Wissenschaftler werden erst dann behaupten können, dass sie einen komplexen Prozess wie die DNA-Replikation wirklich verstehen, wenn sie die Auswirkungen von Veränderungen der einzelnen Geschwindigkeitskonstanten auf die Gesamtreaktion genau vorhersagen können. Da die Bandbreite der experimentellen Manipulationen enorm ist, brauchen wir leistungsfähigere Methoden, um zu entscheiden, welche dieser Veränderungen am ehesten zu einem besseren Verständnis beitragen. Daher müssen neue Ansätze aus dem sich rasch entwickelnden Bereich der computergestützten Biologie entwickelt werden – sowohl zur Anleitung von Experimenten als auch zur Interpretation der Ergebnisse.

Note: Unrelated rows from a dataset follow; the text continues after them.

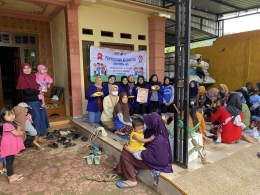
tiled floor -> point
(63, 172)
(214, 152)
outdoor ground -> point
(63, 172)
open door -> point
(1, 90)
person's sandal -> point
(40, 148)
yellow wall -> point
(59, 47)
(234, 59)
(98, 18)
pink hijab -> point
(26, 81)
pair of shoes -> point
(218, 140)
(127, 185)
(91, 157)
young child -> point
(137, 138)
(44, 80)
(29, 128)
(11, 143)
(254, 100)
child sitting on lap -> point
(137, 138)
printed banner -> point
(105, 62)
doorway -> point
(9, 71)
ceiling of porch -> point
(32, 9)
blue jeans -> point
(93, 117)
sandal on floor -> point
(61, 140)
(95, 178)
(90, 159)
(119, 184)
(113, 172)
(97, 160)
(53, 145)
(76, 136)
(70, 145)
(66, 142)
(18, 179)
(113, 177)
(40, 148)
(84, 138)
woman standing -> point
(109, 104)
(140, 107)
(131, 82)
(230, 131)
(111, 81)
(124, 87)
(122, 120)
(157, 157)
(155, 95)
(27, 83)
(95, 105)
(168, 96)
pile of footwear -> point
(61, 137)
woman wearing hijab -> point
(227, 116)
(245, 109)
(27, 83)
(124, 87)
(249, 87)
(109, 104)
(111, 81)
(122, 120)
(168, 96)
(131, 82)
(223, 89)
(140, 107)
(155, 94)
(95, 105)
(211, 97)
(157, 157)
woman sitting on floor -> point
(122, 120)
(227, 117)
(95, 105)
(109, 104)
(157, 157)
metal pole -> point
(176, 77)
(186, 81)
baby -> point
(44, 80)
(137, 138)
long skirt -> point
(127, 165)
(39, 117)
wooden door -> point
(1, 90)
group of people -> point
(113, 105)
(26, 123)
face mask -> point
(114, 92)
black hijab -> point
(234, 106)
(151, 82)
(125, 86)
(143, 85)
(165, 80)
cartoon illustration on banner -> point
(105, 62)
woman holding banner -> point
(140, 107)
(111, 81)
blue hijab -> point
(194, 90)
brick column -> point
(156, 33)
(73, 58)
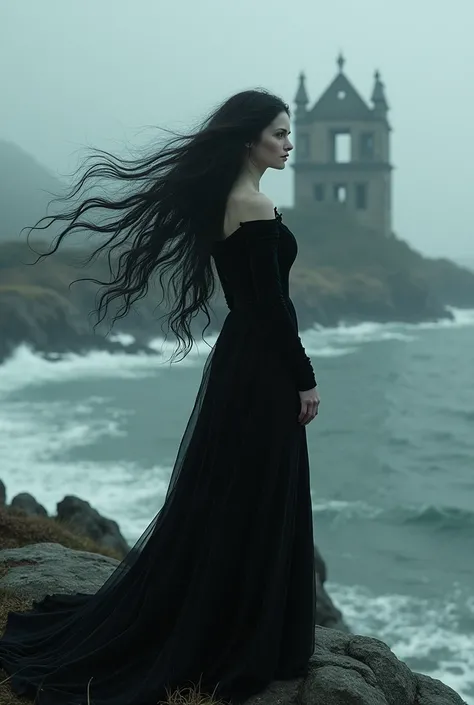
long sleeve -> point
(271, 309)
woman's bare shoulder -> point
(244, 207)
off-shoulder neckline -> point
(243, 223)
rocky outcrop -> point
(327, 614)
(46, 568)
(82, 519)
(345, 669)
(75, 515)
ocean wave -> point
(441, 518)
(35, 439)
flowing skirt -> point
(219, 590)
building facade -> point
(342, 152)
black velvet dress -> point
(220, 588)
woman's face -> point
(274, 146)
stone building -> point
(342, 153)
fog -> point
(96, 73)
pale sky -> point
(96, 72)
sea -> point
(392, 465)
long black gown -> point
(220, 589)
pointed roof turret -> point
(379, 98)
(340, 62)
(341, 101)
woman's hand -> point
(309, 406)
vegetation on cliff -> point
(343, 273)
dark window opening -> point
(367, 145)
(319, 192)
(302, 146)
(361, 196)
(341, 146)
(340, 193)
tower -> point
(342, 152)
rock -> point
(348, 669)
(345, 669)
(45, 568)
(327, 614)
(28, 504)
(82, 519)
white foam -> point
(357, 509)
(414, 628)
(33, 435)
(27, 368)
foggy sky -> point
(96, 72)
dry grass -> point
(18, 530)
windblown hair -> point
(169, 222)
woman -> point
(219, 590)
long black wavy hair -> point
(169, 222)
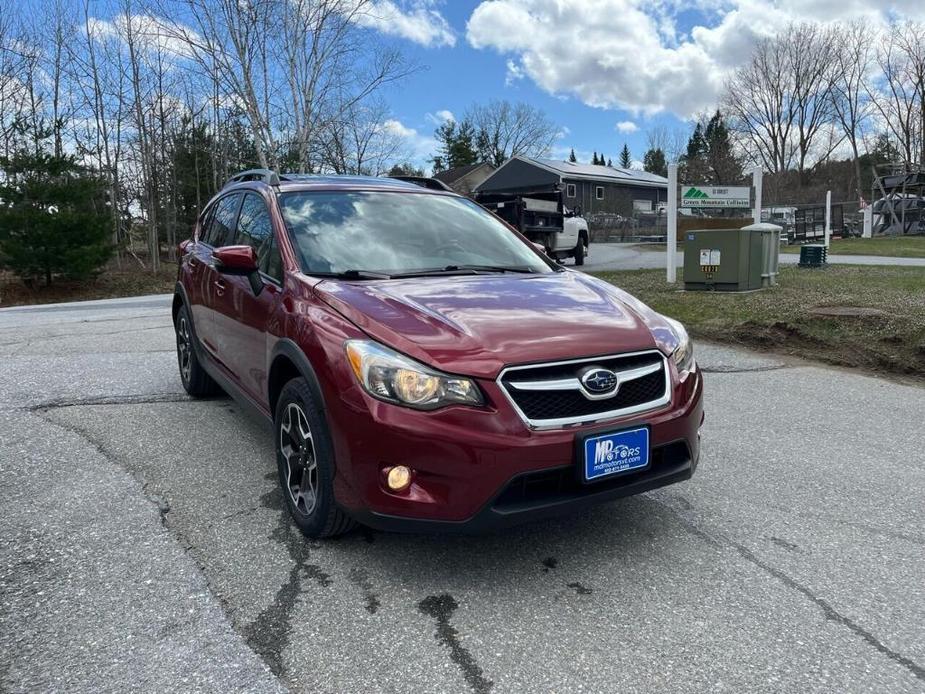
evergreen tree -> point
(696, 146)
(54, 218)
(457, 145)
(654, 162)
(626, 159)
(723, 166)
(693, 165)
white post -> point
(672, 249)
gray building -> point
(608, 189)
(465, 179)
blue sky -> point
(454, 77)
(591, 65)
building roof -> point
(614, 174)
(458, 172)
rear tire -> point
(305, 461)
(195, 380)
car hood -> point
(476, 325)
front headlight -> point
(390, 376)
(683, 354)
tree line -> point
(161, 112)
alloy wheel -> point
(298, 449)
(184, 349)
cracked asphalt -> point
(145, 545)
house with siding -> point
(465, 179)
(592, 188)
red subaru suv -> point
(424, 366)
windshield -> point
(401, 233)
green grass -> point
(779, 319)
(109, 285)
(897, 246)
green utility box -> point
(731, 260)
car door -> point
(244, 320)
(211, 284)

Das Watson-Crick-Modell der DNA hat dramatische Fortschritte in unserem molekularen Verständnis der Biologie bewirkt. Gleichzeitig führte sein enormer Erfolg zu der irreführenden Ansicht, dass viele andere komplexe Aspekte der Biologie durch aufschlussreiche theoretische Analyse und Modellbildung auf ähnliche Weise auf elegante Einfachheit reduziert werden könnten. Diese Ansicht wurde im Laufe der folgenden Jahrzehnte verdrängt, da sich die meisten biologischen Teilsysteme als viel zu komplex erwiesen haben, als dass man ihre Details vorhersagen könnte. Wir wissen heute, dass rigorose experimentelle Analysen durch nichts zu ersetzen sind. Aber die traditionelle Molekular- und Zellbiologie allein kann ein Problem wie die DNA-Replikation nicht lösen. Es werden neuartige Ansätze erforderlich sein, die nicht nur neue Berechnungswerkzeuge, sondern auch eine stärkere Integration von Chemie und Physik beinhalten20,25. Aus diesem Grund müssen wir dringend die Ausbildung der nächsten Generation von Biowissenschaftlern überdenken22,26.